Step 4: Configure Caddy Reverse Proxy
Edit your main Caddy configuration file (usually /etc/caddy/Caddyfile) and add a block for your Airflow subdomain.
sudo nano /etc/caddy/Caddyfile
Add this block (adjusting alongside your existing configurations):
# /etc/caddy/Caddyfile
# (Your existing site blocks, e.g., for yourdomain.com)
# yourdomain.com {
# ...
# }
# Add Airflow configuration
airflow.yourdomain.com {
# Proxy requests to the Airflow webserver container on localhost:8080
reverse_proxy 127.0.0.1:8080 {
# Pass essential headers to the backend
header_up Host {http.request.host}
header_up X-Real-IP {http.request.remote.ip}
header_up X-Forwarded-For {http.request.remote.ip}
header_up X-Forwarded-Proto {http.request.scheme}
}
# Enable compression
encode zstd gzip
# Caddy automatically handles HTTPS certificates
}
# (Other global options or site blocks)
Save the Caddyfile and reload Caddy to apply the changes:
sudo systemctl reload caddy sudo systemctl status caddy # Check for errors
Step 5: Start Airflow Services
Now, start the main Airflow webserver and scheduler containers.
# Ensure you are in the config directory cd /mnt/blockvolume/airflow/config # Start services in detached mode docker compose up -d
Step 6: Verify Installation
- Check Containers: Run docker ps to see if config-postgres-1, config-airflow-scheduler-1, and config-airflow-webserver-1 (or similar names) are Up and healthy.
- Check Logs (if needed): docker logs config-airflow-webserver-1 or docker logs config-airflow-scheduler-1.
- Access UI: Open your browser and navigate to https://airflow.yourdomain.com.
- Login: Use the admin username (default admin or what you set) and the YOUR_SECURE_ADMIN_UI_PASSWORD you configured in docker-compose.yaml.
If you see the Airflow dashboard, congratulations!
Step 7: Security & Next Steps
- Admin Password: Although you set an initial password, consider changing it via the Airflow UI (Profile -> User Info -> Reset Password) if desired, especially if you revert to using .env files later.
- Fernet Key: The key ensures connection passwords stored in Airflow are encrypted.
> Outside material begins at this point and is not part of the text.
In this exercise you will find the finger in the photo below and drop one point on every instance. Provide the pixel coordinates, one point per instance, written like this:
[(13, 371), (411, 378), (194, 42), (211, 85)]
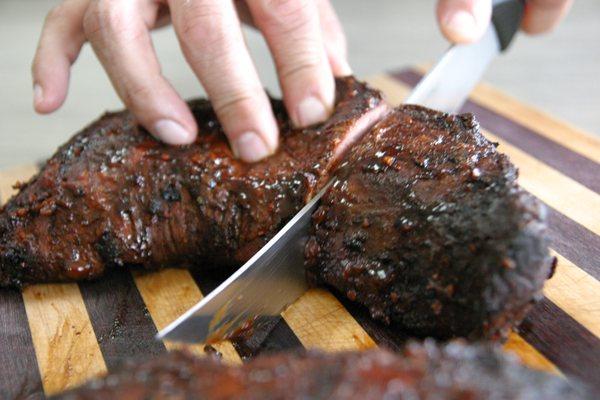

Keep it safe.
- Secrets Management: For production, explore more robust secrets management backends (like HashiCorp Vault) instead of hardcoding or using .env files.
- DAGs: Place your DAG .py files in /mnt/blockvolume/airflow/dags on the host server. Airflow will automatically detect them.
- Monitoring: Consider tools like Netdata or Prometheus/Grafana to monitor your VM and Airflow container resources.
- Upgrades: Consult the official Airflow documentation for upgrade procedures, which typically involve updating the image tag in docker-compose.yaml, running database migrations, and restarting services.
Conclusion
You now have a working Apache Airflow instance running securely on its own subdomain on your Oracle Cloud ARM server. By leveraging Docker Compose, Caddy, and a dedicated block volume, you have a scalable and maintainable setup ready for your data pipelines. Happy DAG running!